Theater professor teaches more than technique in classroom

Maggie Anderson encourages physical, mental and emotional health.

Anderson starts classes by practicing warm-up routines. AMULYA MALLU FOR THE TEMPLE NEWS

Maggie Anderson begins every class she teaches with a mantra. To start one day, she told the students in her class, “choose love instead.”

Since that class, Jordan Dobson, a junior musical theater major and acting major, said he’s tried to follow Anderson’s principle every day.

“That’s one of the biggest things I’ve been saying to myself instead of feeding into negativity,” he said.

Anderson is a musical theater and movement professor, a choreographer and the director of movement in the School of Theater, Film and Media Arts.  She is also a certified health and wellness coach.

She said she takes a holistic approach to teaching, meaning she thinks that students’ mental, physical and emotional well-being affects their performance or overall health.

Anderson said she combines her two passions — theater and fitness — in the classroom. She hopes to develop a course called “Wellness for the Performer,” which would officially integrate physical and emotional self-care into TFMA’s curriculum by next year.

“We can’t just separate who we are from what we do, especially as an artist,” Anderson said. “They are intertwined.”

Students from Maggie Anderson’s Advanced Jazz class perform a jazz move. Anderson is a musical theater and movement professor in the School of Theater, Film and Media Arts who places emphasis on nurturing mental, physical and emotional health for students studying musical theater. AMULYA MALLU FOR THE TEMPLE NEWS

Anderson said she discusses healthy eating habits during class to promote physical health, but never takes a “one-size-fits-all” approach for dieting or encourages students to look like a certain body type.

“One man’s medicine can be another man’s poison,” she said. “I believe in bio-individuality. … Your system is unlike someone else’s system.”

Anderson has participated in theater since she was 9 years old, and she said she saw the stress of business negatively affect her peers’ body image and self-confidence. That inspired her to learn more about promoting wellness and to serve others through education.

She often asks students during class about how they have nourished themselves that day — and she’s worried the least about what they’ve eaten so far, she said. Instead, she wants students to reflect on the relationships and people they’re surrounded by and how they affect them.

Peter Reynolds, the head of musical theater at TFMA, said Anderson’s teaching style prepares students to deal with the real-life experience of theater: a “brutal” business.

“She provides really meaningful information and guidelines and tips and personal attention when students ask for it from her,” Reynolds said. “She’s really generous.”

In class, she discusses techniques that increase mindfulness for students, like meditation. Outside the classroom, she spends most of her office hours talking to students about their personal problems.

Dobson said Anderson’s stress relief practices and personal support help him cope with the stress of being an aspiring professional performer.

“It’s a field of rejection,” Dobson added. “Constantly going out to auditions and giving all of the emotion you have and just having people behind the table judge you and say, ‘No, thank you. You’re not what we want.’ It hurts.”

Besides the practices taught in Anderson’s classes, Dobson said the familial relationships he has with professors and peers is a source of strength and wellness within TFMA.

Freshman year, Dobson confided in Reynolds about his confusion about his sexuality and he said he often talks to Anderson about his personal problems.

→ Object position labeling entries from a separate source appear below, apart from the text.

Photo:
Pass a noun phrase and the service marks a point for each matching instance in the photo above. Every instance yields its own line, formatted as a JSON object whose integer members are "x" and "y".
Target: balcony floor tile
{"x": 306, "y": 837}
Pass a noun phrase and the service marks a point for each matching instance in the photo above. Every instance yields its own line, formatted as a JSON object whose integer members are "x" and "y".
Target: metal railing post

“They’ve always created an environment where I and several other students are comfortable talking about not only academics, but our personal lives,” he said. “Because that’s a big part of college, like finding out who you are. I think of them not only as professors, but as mentors and friends as well.”

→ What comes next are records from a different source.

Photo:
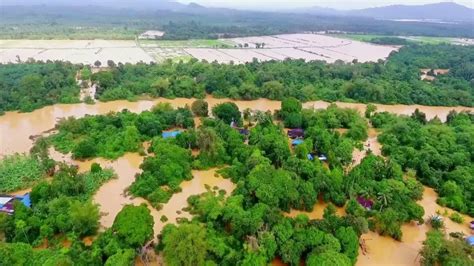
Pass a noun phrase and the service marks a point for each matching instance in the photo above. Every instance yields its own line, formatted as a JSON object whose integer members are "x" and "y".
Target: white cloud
{"x": 340, "y": 4}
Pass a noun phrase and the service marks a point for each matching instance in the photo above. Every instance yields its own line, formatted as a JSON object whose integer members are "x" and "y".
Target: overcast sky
{"x": 339, "y": 4}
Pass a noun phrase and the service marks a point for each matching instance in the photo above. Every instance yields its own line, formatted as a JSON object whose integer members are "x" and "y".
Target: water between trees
{"x": 16, "y": 130}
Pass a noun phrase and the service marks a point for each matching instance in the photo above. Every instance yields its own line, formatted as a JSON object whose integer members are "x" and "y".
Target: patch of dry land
{"x": 75, "y": 51}
{"x": 294, "y": 46}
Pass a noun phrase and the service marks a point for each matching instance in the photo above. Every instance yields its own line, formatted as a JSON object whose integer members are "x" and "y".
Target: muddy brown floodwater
{"x": 383, "y": 250}
{"x": 16, "y": 128}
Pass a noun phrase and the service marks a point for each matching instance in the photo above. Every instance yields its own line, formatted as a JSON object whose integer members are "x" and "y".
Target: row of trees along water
{"x": 29, "y": 86}
{"x": 250, "y": 226}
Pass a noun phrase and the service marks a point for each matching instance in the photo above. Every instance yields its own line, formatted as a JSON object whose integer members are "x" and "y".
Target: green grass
{"x": 188, "y": 43}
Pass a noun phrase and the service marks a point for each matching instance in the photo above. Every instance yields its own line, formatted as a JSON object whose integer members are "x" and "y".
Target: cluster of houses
{"x": 297, "y": 135}
{"x": 7, "y": 202}
{"x": 430, "y": 74}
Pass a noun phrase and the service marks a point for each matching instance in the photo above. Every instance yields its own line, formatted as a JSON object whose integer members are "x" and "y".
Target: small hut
{"x": 296, "y": 142}
{"x": 6, "y": 202}
{"x": 171, "y": 134}
{"x": 366, "y": 203}
{"x": 296, "y": 133}
{"x": 470, "y": 241}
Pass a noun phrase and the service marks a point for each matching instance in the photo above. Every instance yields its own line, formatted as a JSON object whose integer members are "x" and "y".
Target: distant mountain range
{"x": 445, "y": 11}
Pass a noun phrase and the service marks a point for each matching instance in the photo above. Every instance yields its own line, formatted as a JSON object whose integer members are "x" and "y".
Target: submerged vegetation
{"x": 19, "y": 171}
{"x": 113, "y": 134}
{"x": 441, "y": 154}
{"x": 395, "y": 81}
{"x": 26, "y": 87}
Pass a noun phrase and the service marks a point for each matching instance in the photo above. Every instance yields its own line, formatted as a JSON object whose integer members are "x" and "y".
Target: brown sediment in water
{"x": 382, "y": 250}
{"x": 16, "y": 128}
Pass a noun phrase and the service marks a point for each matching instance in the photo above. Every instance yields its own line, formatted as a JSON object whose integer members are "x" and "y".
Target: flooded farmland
{"x": 112, "y": 196}
{"x": 382, "y": 250}
{"x": 74, "y": 51}
{"x": 16, "y": 129}
{"x": 238, "y": 50}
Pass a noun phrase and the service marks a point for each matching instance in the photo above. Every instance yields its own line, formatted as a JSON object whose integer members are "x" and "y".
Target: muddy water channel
{"x": 112, "y": 195}
{"x": 17, "y": 128}
{"x": 383, "y": 250}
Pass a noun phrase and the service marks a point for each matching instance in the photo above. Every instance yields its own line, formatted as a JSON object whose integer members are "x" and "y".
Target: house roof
{"x": 171, "y": 134}
{"x": 296, "y": 141}
{"x": 5, "y": 199}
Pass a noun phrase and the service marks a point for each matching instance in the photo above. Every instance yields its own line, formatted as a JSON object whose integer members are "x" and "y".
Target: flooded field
{"x": 238, "y": 50}
{"x": 294, "y": 46}
{"x": 387, "y": 251}
{"x": 75, "y": 51}
{"x": 112, "y": 196}
{"x": 16, "y": 128}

Emotional connection among students and professors is a given within the theater community, Anderson said. Through expression, dancing and acting, students and performers are constantly putting themselves in each other’s shoes and attempting to understand their experiences, which fosters compassion.

Her main goal, she said, is to eradicate the archetype of a “suffering artist.”

“I actually want people to get in touch with the source of joy and well-being,” she added. “When people are debilitated by anxiety, depression, poor nutrition and different things, they can’t do the work.”